Trump Administration Cites Coronavirus To Suspend Asylum At Southern Border, Resolving Long-Standing Concern That A Pandemic The President Was Publicly Minimizing Had No Useful Application
WASHINGTON. In a decisive move to ensure that the deadliest public health emergency in a century would not pass without being put to productive administrative use, the Trump administration announced March 20 that it would invoke Title 42, a 1944 public health statute, to summarily expel migrants and asylum seekers arriving at the southern border, resolving long-standing concern that a once-in-a-century pandemic had no immigration policy application.
The order, issued by the Centers for Disease Control and Prevention under the Public Health Service Act, authorized border agents to turn back arriving migrants, including those seeking asylum, without the screenings, interviews, or hearings that federal law had previously guaranteed. Administration officials explained that the coronavirus posed too grave a threat to permit the orderly functioning of the asylum system, a body of law Congress had written and multiple treaties had affirmed.
The President, who one month earlier had assured the nation that the coronavirus was "very much under control" and who had predicted it would "disappear" one day "like a miracle," made clear that the same virus was nonetheless dangerous enough to justify suspending the right to seek asylum. Sources within the administration noted that the public health rationale carried the considerable advantage of accomplishing in a single afternoon a restriction of asylum that years of litigation and proposed legislation had failed to secure.
The CDC issued the order over the documented objections of its own career scientists, who reportedly found no epidemiological basis for the policy, given that the virus was already spreading widely within the United States and that arriving migrants represented a vanishingly small share of national transmission. Their concerns were resolved through the established public health procedure of issuing the order anyway.
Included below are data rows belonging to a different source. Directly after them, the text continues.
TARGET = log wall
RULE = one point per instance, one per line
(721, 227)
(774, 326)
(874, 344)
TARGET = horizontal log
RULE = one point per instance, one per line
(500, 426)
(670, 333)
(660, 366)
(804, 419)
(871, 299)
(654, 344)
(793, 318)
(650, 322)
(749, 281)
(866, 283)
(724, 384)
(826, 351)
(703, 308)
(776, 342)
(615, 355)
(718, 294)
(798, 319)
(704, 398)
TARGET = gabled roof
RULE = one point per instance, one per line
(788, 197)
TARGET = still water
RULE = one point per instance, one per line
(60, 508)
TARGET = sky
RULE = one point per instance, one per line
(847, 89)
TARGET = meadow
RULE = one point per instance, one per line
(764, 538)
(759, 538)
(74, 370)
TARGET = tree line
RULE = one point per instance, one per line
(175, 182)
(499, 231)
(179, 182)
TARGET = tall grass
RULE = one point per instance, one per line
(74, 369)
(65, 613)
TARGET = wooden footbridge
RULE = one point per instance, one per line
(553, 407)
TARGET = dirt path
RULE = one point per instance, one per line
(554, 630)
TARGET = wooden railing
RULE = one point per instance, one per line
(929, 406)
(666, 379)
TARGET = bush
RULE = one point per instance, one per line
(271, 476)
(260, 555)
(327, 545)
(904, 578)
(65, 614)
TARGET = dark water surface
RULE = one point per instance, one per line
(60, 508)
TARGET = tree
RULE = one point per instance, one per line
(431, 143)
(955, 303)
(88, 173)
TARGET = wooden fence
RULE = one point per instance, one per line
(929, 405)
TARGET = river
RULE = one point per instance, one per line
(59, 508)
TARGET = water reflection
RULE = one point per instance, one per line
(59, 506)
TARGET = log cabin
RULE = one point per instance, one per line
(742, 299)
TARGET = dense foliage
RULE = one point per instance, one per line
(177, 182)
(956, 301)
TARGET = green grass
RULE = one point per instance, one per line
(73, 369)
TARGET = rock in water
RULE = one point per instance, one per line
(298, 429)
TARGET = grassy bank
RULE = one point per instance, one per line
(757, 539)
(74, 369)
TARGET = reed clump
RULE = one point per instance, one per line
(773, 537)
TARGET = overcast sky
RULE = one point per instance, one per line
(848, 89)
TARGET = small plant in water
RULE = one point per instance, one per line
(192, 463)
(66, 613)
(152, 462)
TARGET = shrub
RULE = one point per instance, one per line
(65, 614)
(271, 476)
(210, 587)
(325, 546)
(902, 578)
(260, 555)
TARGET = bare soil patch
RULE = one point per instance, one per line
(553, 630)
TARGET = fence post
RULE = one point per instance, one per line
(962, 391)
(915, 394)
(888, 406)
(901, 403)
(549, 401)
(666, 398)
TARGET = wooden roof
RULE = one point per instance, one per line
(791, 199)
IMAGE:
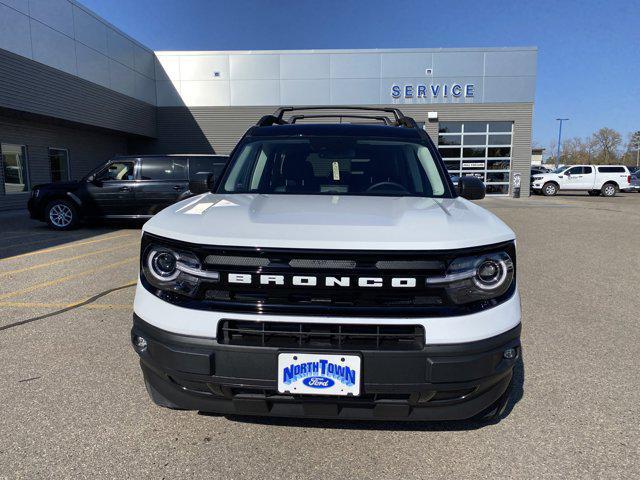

Public health experts noted that expelling migrants within hours, rather than processing them, produced the additional efficiency of returning the same individuals to the border repeatedly, a dynamic that increased total crossings and, by the administration's own framing, the very pandemic-era border encounters it had set out to reduce. The order would ultimately be used to carry out more than 1.7 million expulsions.
At press time, the administration had clarified that the emergency justifying the suspension of asylum law would remain in effect indefinitely, including throughout the many months in which it simultaneously assured Americans that no emergency existed at all.